Brown v. Mutual Life Insurance Co. of New York

65 P.2d 391, 189 Wash. 315, 1937 Wash. LEXIS 486
CourtWashington Supreme Court
DecidedFebruary 24, 1937
DocketNo. 26335. Department One.
StatusPublished
Cited by1 cases

This text of 65 P.2d 391 (Brown v. Mutual Life Insurance Co. of New York) is published on Counsel Stack Legal Research, covering Washington Supreme Court primary law. Counsel Stack provides free access to over 12 million legal documents including statutes, case law, regulations, and constitutions.

Bluebook
Brown v. Mutual Life Insurance Co. of New York, 65 P.2d 391, 189 Wash. 315, 1937 Wash. LEXIS 486 (Wash. 1937).

Opinions

Geraghty, J.

This action was brought by Augusta Brown, beneficiary in a life insurance policy issued by the defendant, The Mutual Life Insurance Company of New York, to Isaac Brown, the plaintiff’s deceased husband. Judgment was rendered in favor of the defendant, and the plaintiff appeals.

No statement of facts or hill of exceptions has been *316 filed in this court. Certain documents introduced at the trial as exhibits are referred to and incorporated in the findings of fact. These exhibits are here as a part of the transcript.
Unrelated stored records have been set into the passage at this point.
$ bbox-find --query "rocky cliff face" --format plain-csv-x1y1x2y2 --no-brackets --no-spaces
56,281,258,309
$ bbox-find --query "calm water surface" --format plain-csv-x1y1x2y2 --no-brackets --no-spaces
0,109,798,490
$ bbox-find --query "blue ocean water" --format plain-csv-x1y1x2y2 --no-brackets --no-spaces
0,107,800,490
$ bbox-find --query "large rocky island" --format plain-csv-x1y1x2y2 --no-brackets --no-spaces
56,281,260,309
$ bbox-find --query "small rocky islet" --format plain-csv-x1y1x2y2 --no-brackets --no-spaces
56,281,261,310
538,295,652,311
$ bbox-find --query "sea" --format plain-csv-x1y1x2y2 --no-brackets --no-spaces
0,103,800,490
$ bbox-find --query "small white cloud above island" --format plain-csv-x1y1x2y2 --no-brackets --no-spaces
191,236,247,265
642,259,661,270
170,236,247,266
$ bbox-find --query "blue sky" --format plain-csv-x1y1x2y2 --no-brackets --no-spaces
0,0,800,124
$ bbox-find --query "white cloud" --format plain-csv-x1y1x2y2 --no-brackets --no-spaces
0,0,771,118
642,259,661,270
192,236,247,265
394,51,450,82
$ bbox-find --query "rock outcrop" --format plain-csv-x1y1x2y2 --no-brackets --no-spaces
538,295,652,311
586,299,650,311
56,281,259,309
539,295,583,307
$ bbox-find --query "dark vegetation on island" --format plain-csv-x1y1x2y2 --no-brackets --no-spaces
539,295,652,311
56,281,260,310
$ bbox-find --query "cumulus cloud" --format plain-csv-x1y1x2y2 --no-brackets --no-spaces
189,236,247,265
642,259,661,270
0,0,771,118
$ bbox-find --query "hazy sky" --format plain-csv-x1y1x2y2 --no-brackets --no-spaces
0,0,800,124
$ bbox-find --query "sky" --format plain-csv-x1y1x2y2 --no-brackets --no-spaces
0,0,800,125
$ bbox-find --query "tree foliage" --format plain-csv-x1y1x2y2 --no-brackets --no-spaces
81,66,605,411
From the findings of fact and the embodied exhibits, it appears:

On August 16, 1920, Isaac Brown held a fully paid up life insurance policy for five thousand dollars, issued by respondent. On that day, he borrowed $3,116 from the respondent, the loan being evidenced by a note signed by the insured and secured by the assignment of the policy to the respondent. The note bore interest at the rate of six per cent per annum, and by its terms was to mature May 10, 1930, this being the anniversary date of the policy, which was issued May 10,1892. The note contained the following provisions:

“If the interest on this loan is not paid, when due it shall be added by the Company to the existing loan and interest so added shall bear interest at the same rate as the loan, and the Company may so extend this loan at its maturity or at the expiration of any extension or renewal of the loan, provided, however, that no such extension shall be made if the loan with added and accrued interest to the next following policy anniversary would exceed the cash surrender value that would be allowed by the Company for the surrender of the policy at such (next following) anniversary if the policy were then in force.
“If the cash surrender value that would be allowed by the Company at the next following anniversary of the policy (if the policy were then in force) is less than the amount of the loan with added and accrued interest to such next following anniversary, in case of failure to repay this loan with accrued interest on the date when due as herein provided, or at the expiration of any extension or renewal thereof, or in case of failure to pay the accrued interest on the due date of this loan, *317 or at the expiration of any extension or renewal thereof, if such failure to repay the loan or to pay such accrued interest shall continue for thirty-one days, the said policy shall immediately thereupon be deemed surrendered to the Company and thereby rendered null and void without any action on the part of the Company, and a sum equal to the customary cash consideration then allowed by the Company as the surrender value of policies issued upon like terms and conditions shall, at the end of said thirty-one days, immediately be deemed applied in repayment and satisfaction of said loan and interest, without any action on the part of the Company, and the remainder (if any) of said sum shall be paid by the Company to the parties entitled thereto whenever thereafter a demand accompanied by the policy is made by them at the Home Office of the Company.
“No notice or demand for the repayment of this loan or for payment of interest thereon when due as above specified or after any extension of the time for repayment of this loan or after any renewal of this loan, shall be required to be made or sent by the Company, the sending of such notice or demand' being specifically waived by all parties hereto. If any notice or demand is sent it shall be deemed only an act of courtesy and shall not obligate the Company to send subsequent notices or demands, nor shall it be construed as affecting in any way the Company’s rights to assert the automatic termination and avoidance of the said policy as herein provided.”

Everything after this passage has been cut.